Electronic – Best practice when choosing a trim pot value

best practicecomparatoroperational-amplifierpotentiometer

I have a basic comparator circuit I'm working on designing. I want one of the reference voltages to be tunable, so using a trim pot. My Vcc is 12V, so assuming a 1/4 watt pot, 1k seems like the lowest I should go. (12 * 12 / 1000 = 0.144 watts dissipated) I chose 10k for now, but I don't know why I chose that value. It's a common value, and seems fine.

What is the best practice when choosing a value like this and why? Lowest possible value for lowest noise? Something else?

Best Answer

Normally you want the adjustment to accommodate the worst-case variability and not too much more. In other words if you add up all the worst-case tolerances of the reference setting and it might be +/-100mV off from your nominal 3V setting, you might allow adjustment from 2.85 to 3.15V. Since potentiometer element resistance generally has a lousy tolerance you would prefer to either connect it across a "stiff" voltage or parallel the element with a precision resistor.
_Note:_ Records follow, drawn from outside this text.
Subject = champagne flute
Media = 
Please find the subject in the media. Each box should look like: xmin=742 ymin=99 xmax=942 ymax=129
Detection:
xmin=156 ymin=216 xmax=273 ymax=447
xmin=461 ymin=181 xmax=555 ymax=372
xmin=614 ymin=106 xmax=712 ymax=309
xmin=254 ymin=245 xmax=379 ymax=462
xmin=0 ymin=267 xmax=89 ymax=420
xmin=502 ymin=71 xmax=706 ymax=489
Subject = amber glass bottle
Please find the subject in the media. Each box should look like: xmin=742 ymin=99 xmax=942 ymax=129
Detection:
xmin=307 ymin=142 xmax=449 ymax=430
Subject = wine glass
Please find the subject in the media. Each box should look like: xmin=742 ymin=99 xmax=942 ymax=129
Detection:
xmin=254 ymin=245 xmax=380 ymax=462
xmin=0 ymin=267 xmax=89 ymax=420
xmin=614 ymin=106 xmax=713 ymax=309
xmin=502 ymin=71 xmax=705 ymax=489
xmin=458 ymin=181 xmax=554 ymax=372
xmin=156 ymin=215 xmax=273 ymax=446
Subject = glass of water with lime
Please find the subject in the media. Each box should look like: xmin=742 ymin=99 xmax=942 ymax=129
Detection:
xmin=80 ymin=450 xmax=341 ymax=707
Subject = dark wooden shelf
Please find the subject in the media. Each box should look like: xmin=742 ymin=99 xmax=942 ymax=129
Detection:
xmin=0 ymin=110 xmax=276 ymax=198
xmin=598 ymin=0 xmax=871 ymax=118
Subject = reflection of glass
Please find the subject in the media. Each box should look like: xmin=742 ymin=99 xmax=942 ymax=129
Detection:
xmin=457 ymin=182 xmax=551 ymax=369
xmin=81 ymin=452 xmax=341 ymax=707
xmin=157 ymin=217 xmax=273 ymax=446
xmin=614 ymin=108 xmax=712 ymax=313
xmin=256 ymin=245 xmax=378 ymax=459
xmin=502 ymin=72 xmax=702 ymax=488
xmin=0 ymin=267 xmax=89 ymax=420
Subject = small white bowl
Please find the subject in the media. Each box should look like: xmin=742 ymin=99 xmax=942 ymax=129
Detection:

In my hypothetical case, suppose I have a 4.096V precision reference, I might use a 10K pot and parallel it with 301 ohms so the divider current is 1mA nominal. Then the divider would look like this:

schematic

simulate this circuit – Schematic created using CircuitLab

The source resistance looking into R1 wiper varies by +/-1250 ohms as the wiper is moved. That's not a problem in many situations but you should be aware of it.

General rules-

  1. Do you really need a trimpot or can you do it digitally? It's 2020, dude, what are you thinking?
  2. Avoid using potentiometers as rheostats wherever possible, minimize current through the wiper. If you must use a pot as a variable resistor, tie the unused end of the element to the wiper. And avoid use of < 100 ohm cermet pots as rheostats because of contact resistance variation.
  3. Use medium resistance pots were possible, especially if you need a wirewound
    pot. Usually 2K to 50K is optimal.
  4. If your adjustments are interactive, design your circuit so that at least one of the pots is nominally independent. It's worth extra care and even a few extra parts to minimize iterations.
  5. Make the pot rotations "make sense", generally clockwise should increase what the technician is observing.